In early 2010, due to an anticipated equipment shortage because of the opening of new rail lines, Israel Railways exercised its option to purchase additional units, ordering 4 control cars and 27 regular cars for the sum of €46 million. They are expected to arrive in the summer of 2011.

===Technical specifications and features===
There are three types of cars: a control car with a power generator, a regular passenger car, and a handicap-accessible passenger car with wheelchair equipment, including the Trainlift TR 450 technology. The control car is 25.6 meters long, while the trailer cars are 26.1 m long, although all cars have a length of 26.4 m including buffers. The total train length (10 cars) is 284 m. All cars are 2.8 m wide and 4.35 m high and weigh 56.1 tons (control car), 48.1 tons (regular car) and 47.9 tons (handicap-accessible car). The floor entrance height is 1.03 m. The wheel diameter is 92 centimeters, and the bogie (model SF-300) size is 2.5 m.

The maximum service speed of the train is 160 km/h (100 mph), to be hauled by an Israel Railways Alstom/EMD JT42BW or Vossloh/EMD Euro locomotive and was initially meant to carry 10 passenger cars in total (including the control car and three wheelchair-accessible cars). The cars are connected with standard UIC gear. However, following initial testing in Israel, Israel Railways decided that only 8 or 9 cars would make up each train. The cars are connected by standard couplings as well as cables for power transmission.

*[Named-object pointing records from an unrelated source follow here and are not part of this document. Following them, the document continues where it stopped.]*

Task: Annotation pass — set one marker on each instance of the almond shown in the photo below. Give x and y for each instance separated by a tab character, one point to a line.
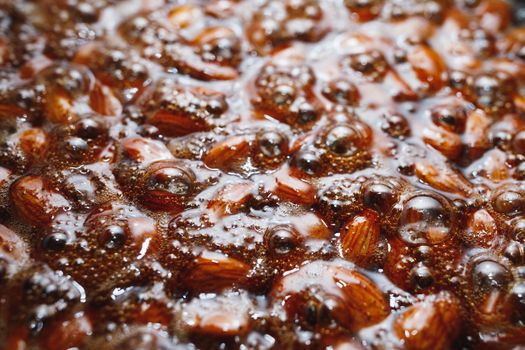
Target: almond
476	137
167	185
443	177
213	272
177	124
481	229
35	201
446	142
323	290
432	324
292	189
365	304
360	237
145	150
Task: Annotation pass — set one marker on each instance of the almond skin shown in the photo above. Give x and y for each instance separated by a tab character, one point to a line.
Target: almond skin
292	189
177	124
443	177
446	142
35	201
364	302
212	272
360	237
481	229
334	292
431	324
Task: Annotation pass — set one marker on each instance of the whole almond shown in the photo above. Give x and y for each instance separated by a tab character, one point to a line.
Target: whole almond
213	272
443	177
35	201
292	189
365	304
446	142
431	324
360	237
481	229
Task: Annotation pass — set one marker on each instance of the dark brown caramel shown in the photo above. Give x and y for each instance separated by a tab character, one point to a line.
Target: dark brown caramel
262	174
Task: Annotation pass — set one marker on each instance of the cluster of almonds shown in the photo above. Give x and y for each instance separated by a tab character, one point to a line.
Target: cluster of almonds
270	174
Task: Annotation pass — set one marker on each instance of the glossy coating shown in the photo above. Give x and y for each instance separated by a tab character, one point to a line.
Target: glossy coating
266	174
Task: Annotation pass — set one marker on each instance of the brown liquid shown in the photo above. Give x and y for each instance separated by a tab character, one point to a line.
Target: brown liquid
234	174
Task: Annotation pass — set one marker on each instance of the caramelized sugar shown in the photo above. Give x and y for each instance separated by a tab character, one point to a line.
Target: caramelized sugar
270	174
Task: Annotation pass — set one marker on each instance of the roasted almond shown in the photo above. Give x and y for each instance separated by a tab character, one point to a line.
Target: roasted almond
36	201
432	324
443	177
481	229
360	237
145	150
292	189
446	142
365	304
213	272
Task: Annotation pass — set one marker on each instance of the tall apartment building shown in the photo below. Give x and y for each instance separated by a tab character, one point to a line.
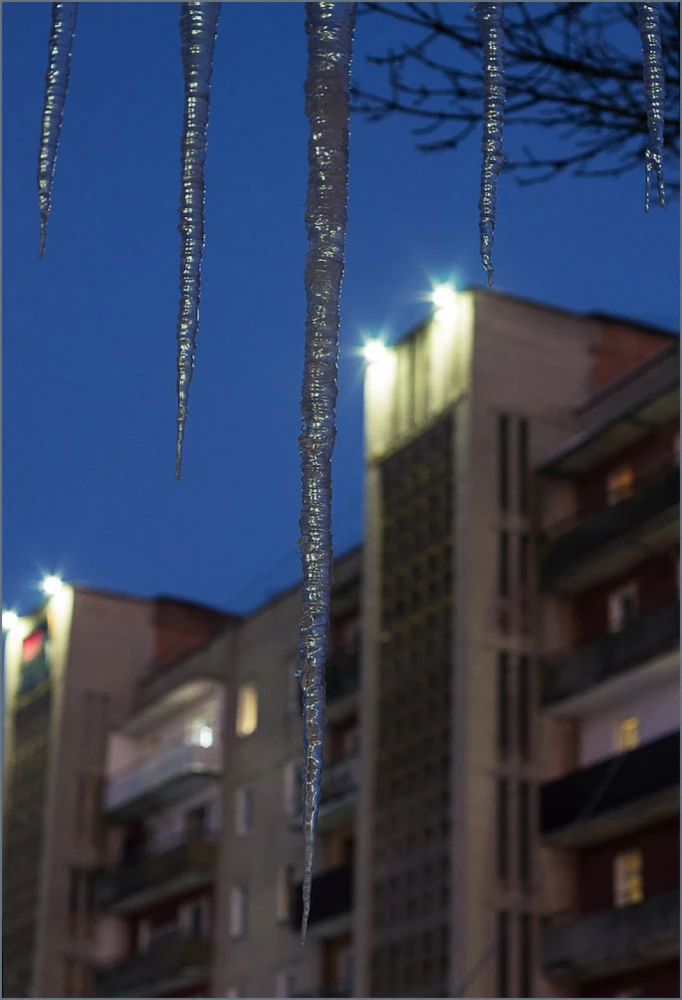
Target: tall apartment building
609	805
71	670
258	920
448	895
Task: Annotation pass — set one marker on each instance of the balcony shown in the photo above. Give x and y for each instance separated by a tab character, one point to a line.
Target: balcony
162	780
331	903
572	674
158	877
605	542
612	941
338	793
614	796
175	963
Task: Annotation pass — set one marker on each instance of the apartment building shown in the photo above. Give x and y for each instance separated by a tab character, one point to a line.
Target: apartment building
448	891
71	670
610	693
258	920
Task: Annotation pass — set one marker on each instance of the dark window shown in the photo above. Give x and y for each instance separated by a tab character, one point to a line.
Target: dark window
503	703
503	564
524	832
523	466
502	824
503	461
525	955
524	707
502	958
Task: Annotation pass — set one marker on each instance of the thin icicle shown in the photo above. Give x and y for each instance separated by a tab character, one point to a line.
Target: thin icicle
198	27
329	27
489	18
654	91
56	86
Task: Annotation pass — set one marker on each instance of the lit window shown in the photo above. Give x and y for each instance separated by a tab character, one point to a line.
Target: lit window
628	884
620	484
627	735
247	710
238	911
243	808
623	607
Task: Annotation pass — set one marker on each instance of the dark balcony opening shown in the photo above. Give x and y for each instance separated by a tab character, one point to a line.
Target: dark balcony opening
572	672
331	897
611	784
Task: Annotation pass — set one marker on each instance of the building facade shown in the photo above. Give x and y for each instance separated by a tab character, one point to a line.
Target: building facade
71	670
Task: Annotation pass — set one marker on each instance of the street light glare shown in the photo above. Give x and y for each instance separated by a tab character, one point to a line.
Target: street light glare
51	585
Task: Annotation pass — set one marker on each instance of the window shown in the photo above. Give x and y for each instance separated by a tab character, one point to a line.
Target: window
502	833
620	484
503	460
525	955
524	705
503	703
523	466
243	811
285	877
238	911
524	832
623	607
503	564
628	887
502	958
627	735
290	789
247	710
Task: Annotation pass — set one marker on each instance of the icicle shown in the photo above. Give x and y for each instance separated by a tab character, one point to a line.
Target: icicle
489	21
329	27
56	86
198	27
654	90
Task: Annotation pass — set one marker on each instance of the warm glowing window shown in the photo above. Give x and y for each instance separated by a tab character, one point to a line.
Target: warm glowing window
628	883
247	710
620	484
623	607
627	734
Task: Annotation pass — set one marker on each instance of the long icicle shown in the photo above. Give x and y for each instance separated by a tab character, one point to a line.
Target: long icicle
56	86
329	27
198	28
489	19
654	91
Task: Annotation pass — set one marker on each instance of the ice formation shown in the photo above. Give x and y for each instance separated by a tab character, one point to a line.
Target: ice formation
489	18
654	91
56	86
329	27
198	27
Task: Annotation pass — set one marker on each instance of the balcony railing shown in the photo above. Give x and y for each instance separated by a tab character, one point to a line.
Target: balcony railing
613	940
162	779
331	898
156	877
583	536
169	965
611	786
569	674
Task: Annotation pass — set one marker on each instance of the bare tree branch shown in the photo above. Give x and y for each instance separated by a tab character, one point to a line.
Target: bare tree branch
569	71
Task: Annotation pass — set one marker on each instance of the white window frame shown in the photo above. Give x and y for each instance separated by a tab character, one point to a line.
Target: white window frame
615	603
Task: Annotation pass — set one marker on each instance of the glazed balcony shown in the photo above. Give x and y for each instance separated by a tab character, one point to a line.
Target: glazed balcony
331	903
161	780
608	540
613	796
155	878
173	965
571	676
576	949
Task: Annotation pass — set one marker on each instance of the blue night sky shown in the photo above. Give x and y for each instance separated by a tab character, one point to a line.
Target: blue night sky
89	332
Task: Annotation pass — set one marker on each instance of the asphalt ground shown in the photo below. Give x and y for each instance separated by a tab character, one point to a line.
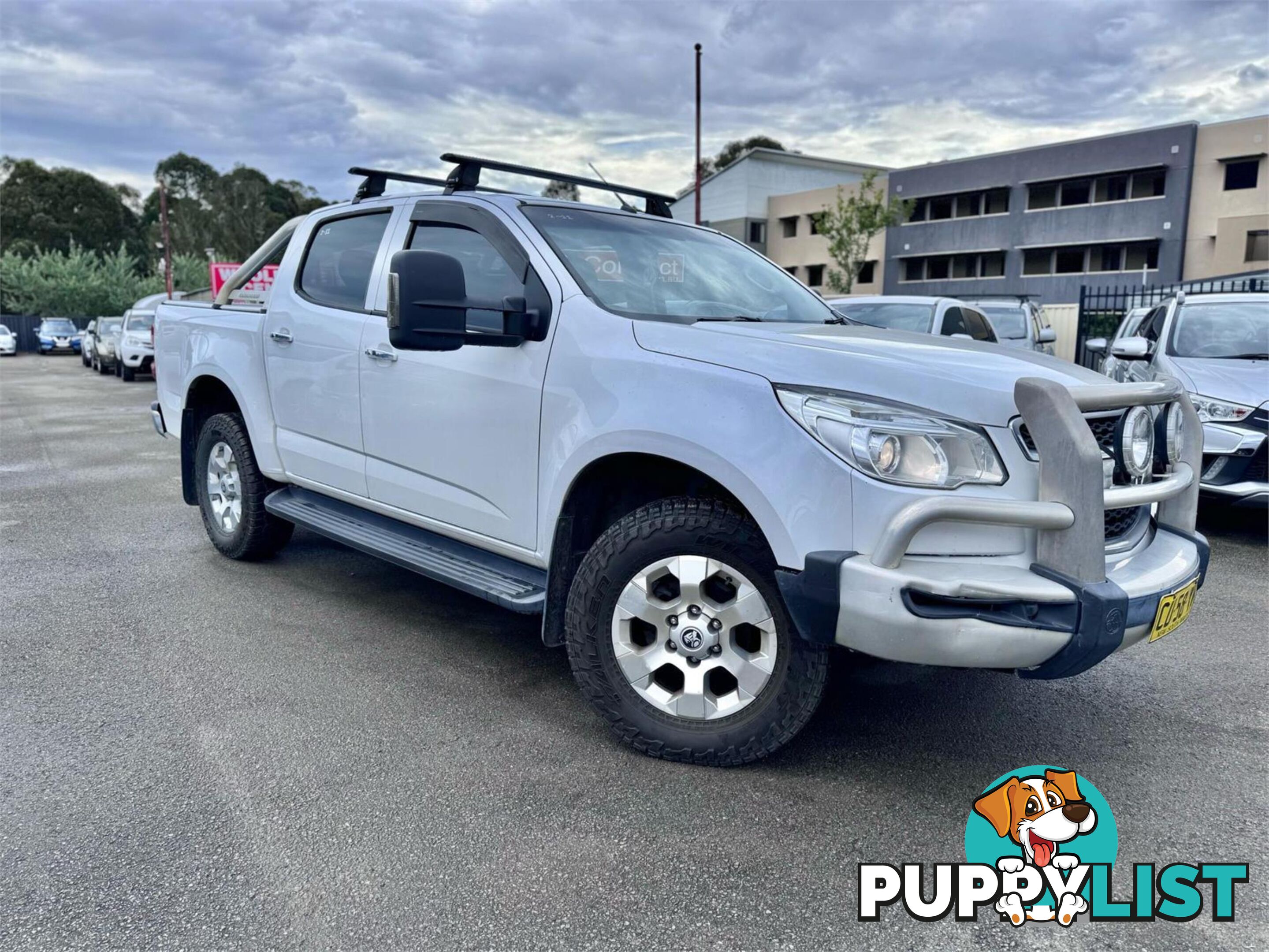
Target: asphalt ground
328	752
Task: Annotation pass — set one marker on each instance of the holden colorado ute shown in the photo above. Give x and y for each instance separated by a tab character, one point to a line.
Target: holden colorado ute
676	454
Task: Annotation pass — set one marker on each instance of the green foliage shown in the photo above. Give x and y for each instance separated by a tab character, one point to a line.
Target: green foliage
82	283
852	224
56	208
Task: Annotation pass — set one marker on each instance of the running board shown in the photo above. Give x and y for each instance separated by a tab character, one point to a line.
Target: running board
498	579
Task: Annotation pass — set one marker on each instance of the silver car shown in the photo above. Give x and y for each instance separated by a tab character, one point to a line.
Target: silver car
924	315
1217	346
1111	365
1018	322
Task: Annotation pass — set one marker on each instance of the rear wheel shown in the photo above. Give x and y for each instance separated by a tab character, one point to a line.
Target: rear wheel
231	493
678	636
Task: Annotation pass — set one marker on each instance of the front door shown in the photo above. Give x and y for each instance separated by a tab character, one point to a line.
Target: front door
313	335
454	436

The cars are a monocoque design. The floor is 1,030 mm high, and 1,250 mm over the bogie sections. The control car is capable of seating 27 passengers (23 fixed seats at 1,850 seat pitch), while the trailer cars can seat 82 each (78 fixed and 4 folding seats, 1,080 mm pitch). The doors are 1,200 mm wide and 1,900 mm in height. They close either manually or after a set time after no movement is detected by electronic sensors.

===Controversies===
In February 2009, Ynet reported serious problems with the Viaggio Light model, including a longer stopping distance when traveling north, narrow doors and corridors, and problems with the Trainlift TR 450 technology. Israel Railways said that the allegations were exaggerated. These and other problems caused Israel Railways to take Viaggio Light out of service in May 2009, until the issues were sorted out.